I was very healthy, but I never lost weight with this routine. My 5’6″ frame always stayed about 134 pounds. This is a perfectly gorgeous weight and I was always happy with a full butt. Of course, as an alleged “Kardashian wannabe” I wish I had more ass today. However, I’m proud to say I’ve always had a great body image. I’m not one of those thin girls that say, “OMG! I’m so fat!” At least, I don’t say that often.
My obsession with my workout routine and my strict diet was beginning to interfere with my social life. I was choosing staying in over going to bar trivia night because I didn’t want to be tempted by foundation soda (much more of a delicacy for me than wine) and french fries.
I had to really fuel up before every intense workout to give me stamina. After workouts I was hungry every two hours. Damn you, speedy metabolism, you were so demanding. I decided I needed to chill the hell out.
So first I cooled it down and then I zeroed out when I went to grad school and fought the Freshman 15: Round Two. Those college buffets. *Sigh* (We should talk about The “Bachelor 10” someday.) But when you’re on camera all the time at broadcasting school, you learn quickly that the camera does add ten pounds. I also found I look a lot better without an old school Renee’ Zellweger-style puff to my face. Around this time, I figured out how much food my body actually needs for my activity level, which consists of a lot of time editing and writing at a computer desk.
Alright, here’s the buried lead! Women should not be eating 2000 calories a day. The number we see on every label is really based on the average American male’s recommended intake. Depending on your height and activity level, women should be eating 1300 to 1600 calories a day. At 5’6″ and someone who considers making the bed and cleaning the tub a workout, I shoot for 1400 calories a day to maintain my weight. Once I set this new caloric intake number, I lost 10 pounds in 6 months. I promise you won’t feel hungry. Remember to chug water. (Post on that coming soon.)

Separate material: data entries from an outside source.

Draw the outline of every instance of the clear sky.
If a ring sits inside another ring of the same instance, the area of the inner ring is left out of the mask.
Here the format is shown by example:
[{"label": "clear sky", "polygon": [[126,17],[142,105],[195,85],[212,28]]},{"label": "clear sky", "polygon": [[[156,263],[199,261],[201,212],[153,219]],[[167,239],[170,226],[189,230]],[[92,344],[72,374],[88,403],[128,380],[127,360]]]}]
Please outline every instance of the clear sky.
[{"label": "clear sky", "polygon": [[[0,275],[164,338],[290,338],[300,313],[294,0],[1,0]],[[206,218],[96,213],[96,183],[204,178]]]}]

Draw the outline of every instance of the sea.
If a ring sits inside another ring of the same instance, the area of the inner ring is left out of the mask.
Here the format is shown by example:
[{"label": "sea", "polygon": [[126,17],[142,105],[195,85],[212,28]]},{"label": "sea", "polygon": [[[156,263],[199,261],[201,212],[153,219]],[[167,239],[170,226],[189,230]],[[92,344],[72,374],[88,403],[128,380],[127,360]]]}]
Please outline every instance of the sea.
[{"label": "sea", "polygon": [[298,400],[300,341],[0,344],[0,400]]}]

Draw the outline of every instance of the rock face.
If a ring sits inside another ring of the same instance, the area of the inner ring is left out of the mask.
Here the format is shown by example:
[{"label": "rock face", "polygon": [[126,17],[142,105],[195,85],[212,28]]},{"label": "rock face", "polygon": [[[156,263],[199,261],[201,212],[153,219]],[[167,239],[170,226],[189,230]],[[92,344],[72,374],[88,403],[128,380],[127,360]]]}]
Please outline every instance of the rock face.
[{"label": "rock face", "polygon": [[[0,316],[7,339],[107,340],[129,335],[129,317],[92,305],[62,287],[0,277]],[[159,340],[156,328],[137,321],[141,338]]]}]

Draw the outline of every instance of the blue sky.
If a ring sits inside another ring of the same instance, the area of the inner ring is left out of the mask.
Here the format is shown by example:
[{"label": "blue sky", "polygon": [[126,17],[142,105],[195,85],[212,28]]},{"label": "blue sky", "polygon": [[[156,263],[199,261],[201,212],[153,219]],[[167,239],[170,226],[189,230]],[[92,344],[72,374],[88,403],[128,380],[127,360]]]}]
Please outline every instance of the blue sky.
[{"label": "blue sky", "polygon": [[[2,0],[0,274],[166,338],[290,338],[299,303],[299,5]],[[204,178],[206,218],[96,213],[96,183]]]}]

How you distribute your eating throughout the day is determined by your schedule and your own preferences. *Reminder* Everything I discuss in this article is pure suggestion based on personal experience. On a daily basis, my eating schedule is roughly like this: Coffee and water keep me full for quite a few hours after waking up. I’ll have two snacks/small lunches in the afternoon at about 200 calories each. I like to save my calories for dinner and eat something that I can really look forward to each night. Caesar salad with salmon, a burger, sushi, tacos, etc. To finish off the day and signify to my body the eating for the day is done, I’ll have a 200 calorie dessert.
I still eat relatively healthy. I try not to eat too many carbs, especially white ones. I’ll have only one or two sodas a week. I strive to incorporate greens. I try to stay away from boxed foods in the pantry and reach for the produce drawer in the fridge instead. I’ll add avocado and sriracha to anything I can to make it more exciting.
The bottom line is I used to be in better shape, but now I like the shape of my face. I also get excited about going to dinner with friends and I look forward to what will be on that plate. I’ve found a balance that works for me. When I start working out tomorrow (date tentative), I’ll you know how it goes.